Expanding hot spots into hot zones
Mansfield puts his finger on a key issue facing operators as traffic continues to rise in dense urban areas: “Small cell technology is critical as operators have to find ways to densify their networks cost effectively. Alternative technologies will be required as hot spots grow into wider hot zones.”
That’s where Nokia Flexi Zone fits in. Flexi Zone is a small cell cluster solution for indoor and outdoor hot zones, implementing a novel architecture that simplifies the complex deployment and operation of a large number of small cells. The architecture also boosts performance and significantly reduces the Total Cost of Ownership (TCO) of small cells by up to 50% compared to stand-alone small cells.
“It’s clear that Flexi Zone is a differentiated solution in an area where differentiation is not easy due to cost pressures,” Gubbins says.
Making use of Wi-Fi
The second issue concerns the integration of Wi-Fi as an essential technology for delivering more indoor coverage and capacity. Gubbins points to this as a priority for operators, utilizing technologies like Access Network Discovery and Selection Function (ANDSF).

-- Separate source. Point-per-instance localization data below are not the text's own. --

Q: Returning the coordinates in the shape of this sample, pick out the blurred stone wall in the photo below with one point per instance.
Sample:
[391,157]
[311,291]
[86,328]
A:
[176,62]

ANDSF is a 3GPP standard function that enables mobile devices to discover and use non-3GPP access networks, such as Wi-Fi, for data traffic. With ANDSF, a subscriber’s device tells the network about Wi-Fi access points in range and then receives instructions back about whether or not it should connect to Wi-Fi.
Addressing the practicalities of deployment
Getting the right technology is vital, but equally important is how small cells are actually deployed – a major topic addressed by both Gubbins and Mansfield.
The challenges relating to outdoor small cell deployment, says Gubbins, revolve around the need to roll out large numbers of small cells, far more than for macro networks. “Street level deployment is unfamiliar to operators so the first time they do it, the costs may be high,” he says.
Mansfield offers a similar view: “Operators need to refine their deployment processes to get the economics right. They have solid processes in place, but now we can see that those processes are geared to macro sites instead of small cells. Operators need to assess which parts of those processes apply to small cells and which do not. This can be difficult.”
Gubbins adds: “This is an area in which the expert services of vendors can be of real help. Vendors understand their products and how best to roll them out and optimize them. There are a few spheres of expertise needed and vendors can pull these together.”
To help operators, Nokia Networks offers Services for HetNets to reduce the cost of deploying small cells while ensuring they are best placed to capture traffic. Using proprietary tools, proven processes, and best practices gained from more than 1,400 planning and optimization projects per year, Services for HetNets helps operators maximize the return on their investment. With high-resolution 3-D maps combined with advanced propagation modeling, the solution can improve the accuracy of coverage and interference forecasts, reducing the need for expensive and time-consuming site surveys and drive tests.
The approach has helped one US operator reduce its TCO by 20% while, by planning small cells closer to demand, 21% more subscribers are able to access the highest data speeds.